Anne Flynn Wear//Assistant Managing Editor//February 3, 2020

As we look forward to the coming of warmer weather, many consumers consider purchasing new outdoor furniture. But, for those who want the benefit of enjoying outdoor furnishings without the hassle of where to store it during the long winter months, subscription furniture might be the answer.

Several new furniture subscription services have popped up over the past few years including CasaOne, Feather, Fernish, Inhabitr, Oliver Space and The Everset. Most of these companies offer services for consumers in larger metropolitan areas on the coasts, but Inhabitr offers its service in some smaller Midwestern cities such as Indianapolis and Madison, Wis.

Inhabitr co-founder Ankur Agrawal said that in Chicago, his company has many consumers, especially those in high rise apartments, who rent patio furniture for their balconies from May to Sept. The company delivers the furniture in early May and picks it up at the end of September.

One of the many ways these new companies are disrupting the retail space is by offering higher-end furniture from places such as West Elm and Pottery Barn, unlike the stereotype of a company that offered lease-to-own options of affordable furnishings.

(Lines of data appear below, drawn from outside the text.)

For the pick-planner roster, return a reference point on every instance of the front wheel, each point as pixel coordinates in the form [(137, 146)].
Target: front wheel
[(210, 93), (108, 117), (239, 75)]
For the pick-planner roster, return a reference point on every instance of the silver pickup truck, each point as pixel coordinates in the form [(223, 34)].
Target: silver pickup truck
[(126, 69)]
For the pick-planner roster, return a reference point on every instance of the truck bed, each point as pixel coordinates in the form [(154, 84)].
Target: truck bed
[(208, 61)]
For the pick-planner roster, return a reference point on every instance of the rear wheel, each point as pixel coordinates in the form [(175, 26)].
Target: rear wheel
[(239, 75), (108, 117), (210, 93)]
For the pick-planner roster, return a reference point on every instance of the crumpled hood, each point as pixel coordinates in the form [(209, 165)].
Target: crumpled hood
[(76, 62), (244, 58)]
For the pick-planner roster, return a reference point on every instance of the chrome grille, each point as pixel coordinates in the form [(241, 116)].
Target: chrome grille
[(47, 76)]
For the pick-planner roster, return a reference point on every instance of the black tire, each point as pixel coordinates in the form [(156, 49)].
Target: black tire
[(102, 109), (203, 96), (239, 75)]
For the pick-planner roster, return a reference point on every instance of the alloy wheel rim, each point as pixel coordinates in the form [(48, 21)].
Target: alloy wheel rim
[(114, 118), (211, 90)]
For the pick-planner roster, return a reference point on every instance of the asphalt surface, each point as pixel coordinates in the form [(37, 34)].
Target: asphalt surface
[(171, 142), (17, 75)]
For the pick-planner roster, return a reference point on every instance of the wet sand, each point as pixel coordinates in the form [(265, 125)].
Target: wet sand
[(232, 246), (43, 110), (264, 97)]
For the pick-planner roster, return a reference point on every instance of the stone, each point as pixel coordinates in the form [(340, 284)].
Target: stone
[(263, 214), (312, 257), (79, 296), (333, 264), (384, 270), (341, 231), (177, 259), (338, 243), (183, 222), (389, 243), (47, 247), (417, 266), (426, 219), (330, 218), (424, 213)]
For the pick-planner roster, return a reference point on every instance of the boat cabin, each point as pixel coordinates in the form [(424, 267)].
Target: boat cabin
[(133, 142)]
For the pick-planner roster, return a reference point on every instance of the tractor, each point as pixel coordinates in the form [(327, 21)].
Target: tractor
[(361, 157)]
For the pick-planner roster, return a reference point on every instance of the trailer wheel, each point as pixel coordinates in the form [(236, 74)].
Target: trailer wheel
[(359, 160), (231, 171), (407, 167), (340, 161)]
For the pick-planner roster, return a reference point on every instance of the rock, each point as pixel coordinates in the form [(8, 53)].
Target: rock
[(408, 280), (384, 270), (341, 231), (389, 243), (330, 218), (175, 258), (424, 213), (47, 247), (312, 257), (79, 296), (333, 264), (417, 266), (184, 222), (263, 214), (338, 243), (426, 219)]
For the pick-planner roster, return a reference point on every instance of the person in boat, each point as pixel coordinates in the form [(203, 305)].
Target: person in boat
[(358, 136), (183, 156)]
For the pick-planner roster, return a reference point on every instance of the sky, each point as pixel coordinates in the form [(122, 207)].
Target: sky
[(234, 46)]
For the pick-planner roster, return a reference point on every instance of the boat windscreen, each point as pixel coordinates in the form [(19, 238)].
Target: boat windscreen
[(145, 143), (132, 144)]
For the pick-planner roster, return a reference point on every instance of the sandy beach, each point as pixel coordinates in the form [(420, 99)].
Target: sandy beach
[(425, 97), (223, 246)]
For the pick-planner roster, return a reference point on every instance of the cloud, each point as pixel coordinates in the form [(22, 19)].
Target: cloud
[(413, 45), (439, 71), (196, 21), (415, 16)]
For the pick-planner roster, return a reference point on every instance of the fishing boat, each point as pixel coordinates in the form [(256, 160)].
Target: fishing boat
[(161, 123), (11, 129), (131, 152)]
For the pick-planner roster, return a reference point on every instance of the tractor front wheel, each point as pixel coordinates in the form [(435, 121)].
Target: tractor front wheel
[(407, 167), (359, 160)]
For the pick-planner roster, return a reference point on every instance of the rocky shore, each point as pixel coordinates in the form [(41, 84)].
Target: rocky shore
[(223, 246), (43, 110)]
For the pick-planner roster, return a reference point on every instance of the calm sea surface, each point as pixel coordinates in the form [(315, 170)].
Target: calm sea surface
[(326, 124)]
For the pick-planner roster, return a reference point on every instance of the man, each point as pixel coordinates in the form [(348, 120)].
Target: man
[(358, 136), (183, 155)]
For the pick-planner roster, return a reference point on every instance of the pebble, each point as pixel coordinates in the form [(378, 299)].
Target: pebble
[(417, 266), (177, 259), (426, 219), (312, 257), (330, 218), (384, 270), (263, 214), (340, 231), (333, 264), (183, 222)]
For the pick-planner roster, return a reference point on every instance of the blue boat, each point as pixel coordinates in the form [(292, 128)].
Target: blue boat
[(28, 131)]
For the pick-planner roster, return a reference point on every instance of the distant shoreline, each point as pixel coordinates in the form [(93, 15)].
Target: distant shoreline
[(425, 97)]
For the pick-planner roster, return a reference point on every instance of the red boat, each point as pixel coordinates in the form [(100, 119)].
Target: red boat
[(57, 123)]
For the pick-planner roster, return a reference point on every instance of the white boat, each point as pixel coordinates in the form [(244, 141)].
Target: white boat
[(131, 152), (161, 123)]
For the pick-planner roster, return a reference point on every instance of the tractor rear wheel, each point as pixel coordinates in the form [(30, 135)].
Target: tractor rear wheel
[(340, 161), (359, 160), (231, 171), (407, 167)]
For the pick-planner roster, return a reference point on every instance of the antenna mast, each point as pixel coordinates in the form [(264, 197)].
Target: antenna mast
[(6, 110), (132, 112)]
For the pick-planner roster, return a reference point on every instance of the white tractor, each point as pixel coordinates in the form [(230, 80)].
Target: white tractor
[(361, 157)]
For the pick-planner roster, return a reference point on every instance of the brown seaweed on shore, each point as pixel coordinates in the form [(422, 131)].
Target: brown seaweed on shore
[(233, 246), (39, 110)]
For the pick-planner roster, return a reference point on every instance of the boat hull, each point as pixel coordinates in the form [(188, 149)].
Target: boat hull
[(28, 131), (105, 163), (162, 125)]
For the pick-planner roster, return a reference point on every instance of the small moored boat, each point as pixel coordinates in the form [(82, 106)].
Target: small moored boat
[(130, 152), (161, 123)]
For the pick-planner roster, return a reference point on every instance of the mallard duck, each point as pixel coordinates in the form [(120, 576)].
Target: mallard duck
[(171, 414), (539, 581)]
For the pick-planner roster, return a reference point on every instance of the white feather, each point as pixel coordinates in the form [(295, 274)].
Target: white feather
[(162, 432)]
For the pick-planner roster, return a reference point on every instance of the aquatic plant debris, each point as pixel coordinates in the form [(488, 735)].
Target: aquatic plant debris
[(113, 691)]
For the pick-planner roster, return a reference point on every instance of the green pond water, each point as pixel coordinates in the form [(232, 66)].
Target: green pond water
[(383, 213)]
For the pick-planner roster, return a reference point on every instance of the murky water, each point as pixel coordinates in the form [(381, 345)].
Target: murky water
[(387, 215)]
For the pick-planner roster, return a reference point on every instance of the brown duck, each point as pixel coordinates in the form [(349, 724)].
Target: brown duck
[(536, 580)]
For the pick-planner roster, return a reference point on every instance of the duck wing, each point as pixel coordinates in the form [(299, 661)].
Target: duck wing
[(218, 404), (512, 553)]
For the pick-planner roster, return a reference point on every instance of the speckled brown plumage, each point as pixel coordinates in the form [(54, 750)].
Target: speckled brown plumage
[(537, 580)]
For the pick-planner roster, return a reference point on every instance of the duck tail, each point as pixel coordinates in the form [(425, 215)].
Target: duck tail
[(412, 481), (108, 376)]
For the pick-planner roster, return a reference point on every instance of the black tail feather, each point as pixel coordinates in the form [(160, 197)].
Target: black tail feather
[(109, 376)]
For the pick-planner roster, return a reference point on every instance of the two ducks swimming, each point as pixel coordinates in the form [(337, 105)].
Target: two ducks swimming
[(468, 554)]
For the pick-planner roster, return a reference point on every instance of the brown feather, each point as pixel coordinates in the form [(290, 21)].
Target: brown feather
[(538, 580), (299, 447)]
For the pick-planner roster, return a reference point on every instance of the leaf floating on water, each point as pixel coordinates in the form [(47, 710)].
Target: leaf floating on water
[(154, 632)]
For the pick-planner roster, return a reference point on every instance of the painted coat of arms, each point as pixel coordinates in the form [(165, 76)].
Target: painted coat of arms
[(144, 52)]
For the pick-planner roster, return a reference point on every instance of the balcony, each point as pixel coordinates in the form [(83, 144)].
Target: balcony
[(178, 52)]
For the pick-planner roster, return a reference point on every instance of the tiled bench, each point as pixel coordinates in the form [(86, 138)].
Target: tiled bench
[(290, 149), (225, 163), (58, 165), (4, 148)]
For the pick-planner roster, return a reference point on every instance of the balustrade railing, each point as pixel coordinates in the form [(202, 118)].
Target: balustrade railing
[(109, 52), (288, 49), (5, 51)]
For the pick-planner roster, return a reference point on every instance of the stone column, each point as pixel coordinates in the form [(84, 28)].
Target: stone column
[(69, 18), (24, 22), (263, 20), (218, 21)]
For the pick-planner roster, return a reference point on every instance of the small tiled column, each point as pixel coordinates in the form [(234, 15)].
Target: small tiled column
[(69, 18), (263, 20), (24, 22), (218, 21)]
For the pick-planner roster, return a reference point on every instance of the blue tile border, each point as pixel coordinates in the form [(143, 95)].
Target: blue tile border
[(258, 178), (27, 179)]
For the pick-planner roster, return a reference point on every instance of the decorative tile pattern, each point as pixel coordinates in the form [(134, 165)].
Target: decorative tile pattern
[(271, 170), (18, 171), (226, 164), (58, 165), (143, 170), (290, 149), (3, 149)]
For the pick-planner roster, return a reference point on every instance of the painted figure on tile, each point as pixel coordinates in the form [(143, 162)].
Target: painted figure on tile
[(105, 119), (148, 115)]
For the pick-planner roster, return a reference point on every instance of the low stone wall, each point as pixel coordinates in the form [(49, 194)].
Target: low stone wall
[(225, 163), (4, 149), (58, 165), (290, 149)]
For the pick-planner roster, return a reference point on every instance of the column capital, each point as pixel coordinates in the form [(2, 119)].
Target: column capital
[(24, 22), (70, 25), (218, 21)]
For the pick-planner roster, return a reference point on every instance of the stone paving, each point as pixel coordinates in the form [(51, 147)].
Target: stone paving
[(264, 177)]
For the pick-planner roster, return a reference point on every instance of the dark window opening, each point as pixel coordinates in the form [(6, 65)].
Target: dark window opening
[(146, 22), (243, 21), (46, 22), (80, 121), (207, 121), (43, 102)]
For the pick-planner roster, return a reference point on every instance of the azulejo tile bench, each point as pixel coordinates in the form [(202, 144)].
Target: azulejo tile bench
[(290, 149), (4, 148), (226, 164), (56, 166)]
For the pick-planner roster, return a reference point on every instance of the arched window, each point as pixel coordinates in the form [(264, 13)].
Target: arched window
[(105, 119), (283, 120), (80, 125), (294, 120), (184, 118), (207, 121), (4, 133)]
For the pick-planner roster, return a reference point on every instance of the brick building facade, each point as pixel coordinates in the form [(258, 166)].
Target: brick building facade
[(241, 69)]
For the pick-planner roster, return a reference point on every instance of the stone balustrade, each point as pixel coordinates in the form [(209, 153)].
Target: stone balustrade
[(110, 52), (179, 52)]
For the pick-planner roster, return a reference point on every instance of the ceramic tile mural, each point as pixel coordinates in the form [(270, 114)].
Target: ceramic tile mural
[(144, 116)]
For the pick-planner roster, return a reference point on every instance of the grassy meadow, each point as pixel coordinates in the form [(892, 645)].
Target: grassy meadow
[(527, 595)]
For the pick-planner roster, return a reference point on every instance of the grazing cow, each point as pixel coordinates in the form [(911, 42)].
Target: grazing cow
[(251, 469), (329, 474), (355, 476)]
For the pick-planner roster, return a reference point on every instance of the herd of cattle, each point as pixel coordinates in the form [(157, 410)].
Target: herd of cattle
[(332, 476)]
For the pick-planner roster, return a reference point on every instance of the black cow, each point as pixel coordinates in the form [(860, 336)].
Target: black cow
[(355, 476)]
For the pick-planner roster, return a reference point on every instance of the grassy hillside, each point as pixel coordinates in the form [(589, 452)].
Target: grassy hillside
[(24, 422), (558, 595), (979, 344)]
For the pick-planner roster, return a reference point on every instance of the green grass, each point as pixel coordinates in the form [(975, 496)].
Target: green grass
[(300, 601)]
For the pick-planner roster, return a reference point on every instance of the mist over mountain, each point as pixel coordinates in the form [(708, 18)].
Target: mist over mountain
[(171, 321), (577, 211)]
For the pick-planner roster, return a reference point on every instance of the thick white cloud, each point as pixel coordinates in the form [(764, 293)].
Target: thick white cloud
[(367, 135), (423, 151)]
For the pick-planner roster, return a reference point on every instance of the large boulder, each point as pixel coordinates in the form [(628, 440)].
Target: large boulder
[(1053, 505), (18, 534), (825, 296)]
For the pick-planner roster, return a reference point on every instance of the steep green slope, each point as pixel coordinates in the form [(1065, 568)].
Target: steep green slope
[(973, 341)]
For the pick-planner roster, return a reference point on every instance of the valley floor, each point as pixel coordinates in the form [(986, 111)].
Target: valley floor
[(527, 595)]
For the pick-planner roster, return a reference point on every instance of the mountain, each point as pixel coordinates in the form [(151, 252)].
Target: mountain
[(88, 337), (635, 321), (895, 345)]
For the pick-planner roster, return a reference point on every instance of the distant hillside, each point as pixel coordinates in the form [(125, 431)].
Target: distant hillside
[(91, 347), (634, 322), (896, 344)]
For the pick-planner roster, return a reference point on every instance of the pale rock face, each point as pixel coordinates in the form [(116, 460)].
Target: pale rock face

Census bureau data shows that Millennials under age 35 make the largest proportion of moves. In 2017, they were 19% more likely to move than Americans aged 35 to 54, and 32% more likely to move than Americans 55 or older.

And the founders of these subscription companies say that’s why they started their businesses. Fernish co-founder and Millennial Michael Barlow moved five times in six years with three different roommates. He said the problem started when he didn’t want to invest a lot in furniture and lug it around the country. He teamed up with co-founder Lucas Dickey, who also moved 10 times in a 13-year period.

Another aspect of the subscription model to consider is that it’s environmentally friendly. Feather founder Jay Reno said that he’s hoping to create a circular approach to furniture by reducing its environmental impact so that when the furnishings reach the end of their lifespan, his company either donates it or recycles it to close the loop.

For its part, Oliver Space offers what it calls “hyper-personalized, concierge-like experience in the design process” since many Millennials request tips for how to design their space and advice on what items to choose without having to hire an interior designer.

And what about if the furniture needs to accommodate a larger group for a very short amount of time?

Many of the companies say that consumers are trading out their smaller tables for larger ones just for November and December to accommodate all visiting family members at one large table during the holidays.

In a final blow to tradition, subscription furniture might mean an end to the need for the infamous “kids’ table” for Thanksgiving dinner.